Explicitly teach study skills.Study skills are taught during the four-week pre-academy and are constantly reinforced throughout the semester. The use of flash cards (which are provided), cohort study groups, student-prepared study guides for tests, and on-going tutoring in all subjects consistently hammers home the importance of study skills.

Sadly, most POPP students have been able to pass the 11-12 years of primary and secondary education without having to develop even the most rudimentary study skills, let alone having to actually read a textbook.To rectify that deficiency, student cohorts are assigned textbook chapters and must present them weekly to the rest of the class using a variety of teaching methods, including, but not limited to, power-point, video clips, fill-ins, outside resources, personal experiences, games, guest speakers, and test questions.

Students are taught how to skim the chapter to get an overall view and then each cohort member focuses in on a portion of the chapter and becomes an “expert” in the subject matter.
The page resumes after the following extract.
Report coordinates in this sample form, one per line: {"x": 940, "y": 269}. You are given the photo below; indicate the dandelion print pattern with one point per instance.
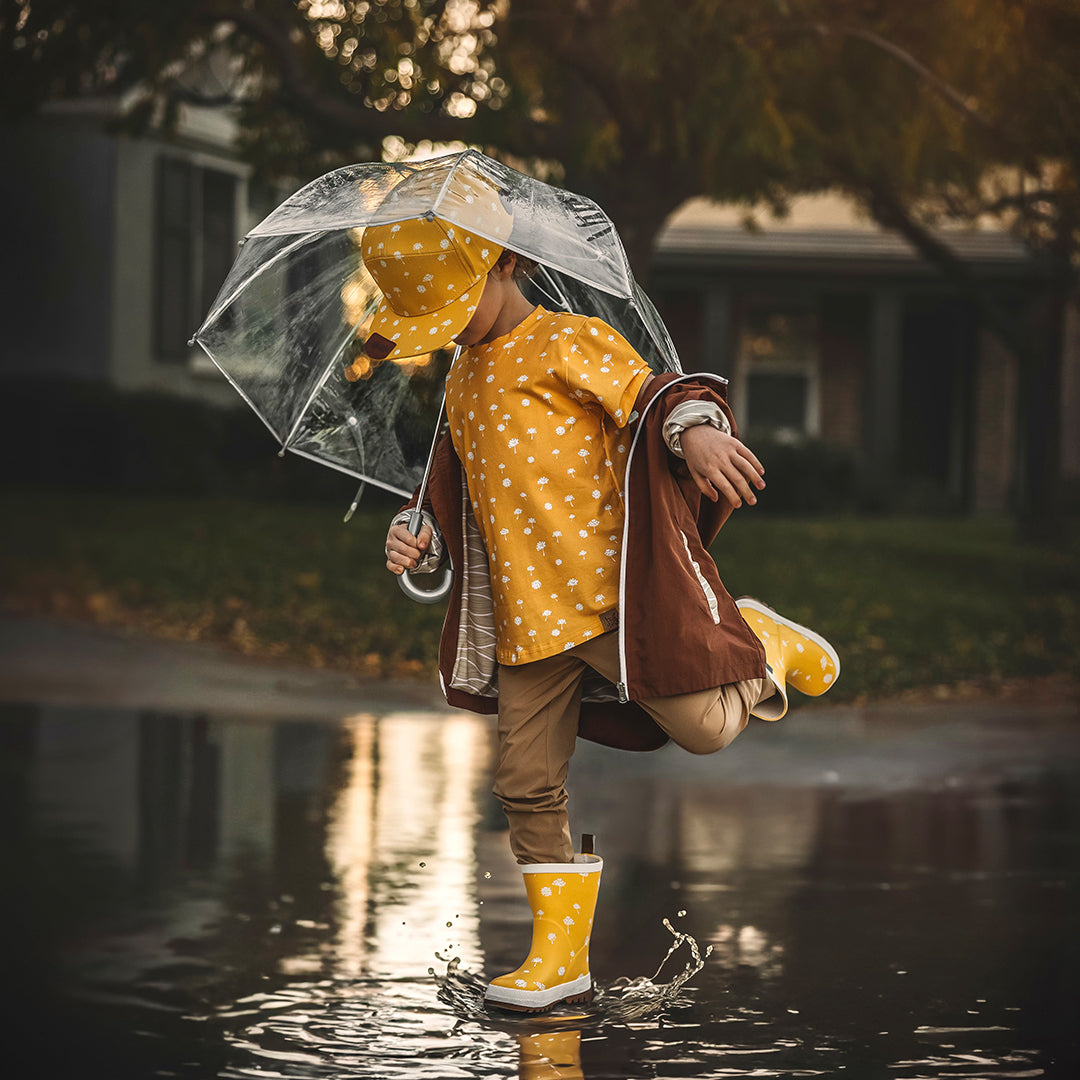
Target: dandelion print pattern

Students are not allowed to read from their notes, but must present the material adlib using their own words.

POPP staff regularly checks to see if students have their flash cards, three-ring binders containing all their handouts, and spiral notebook containing their notes. The art of note-taking, which is essential for police officers to master, is difficult for English Language Learners, which comprises the majority of our POPP students. Tutors and staff are constantly encouraging students to take notes during class to improve their skill level.

The article ends with the following statement:

“ECHSs (and POPP) seem to offer a simple solution: just incorporate college courses into high school. In fact, the reality of ECHSs (and POPP) is much more complex and much more promising.”

We have learned much during the first two years POPP has been in operation. We continue to learn more about our students and how best to serve their needs and best teach them those skills vital to their success. “Knowing that most low-income students live in stressful environments, successful ECHSs (and POPP) provide frequent advising, support, and problem solving.” (Rosenbaum and Becker, pp. 20)


On Thursday, December 8, POPP will host the first-ever “Women’s Fitness Challenge”, which will test the physical fitness of all POPP females against the female “Jack La Lane”, aka Roberta Weintraub. Those POPP women who outscore Roberta in push-ups and sit-ups, complete the running events, and score at or above the 50% mark on the LAPD PFQ (physical fitness qualification) test will receive a special prize. Chief Beck and Assistant Chief Mac Arthur have been invited to the event and we are hopeful they can make time in their busy schedules to attend.

We have added a reading component to our Winter writing lab and have chosen the book, “The Things They Carried”. We are in the process of obtaining a classroom set, so if anyone has a spare copy of this book, we will gladly accept it as a charitable donation to POPP.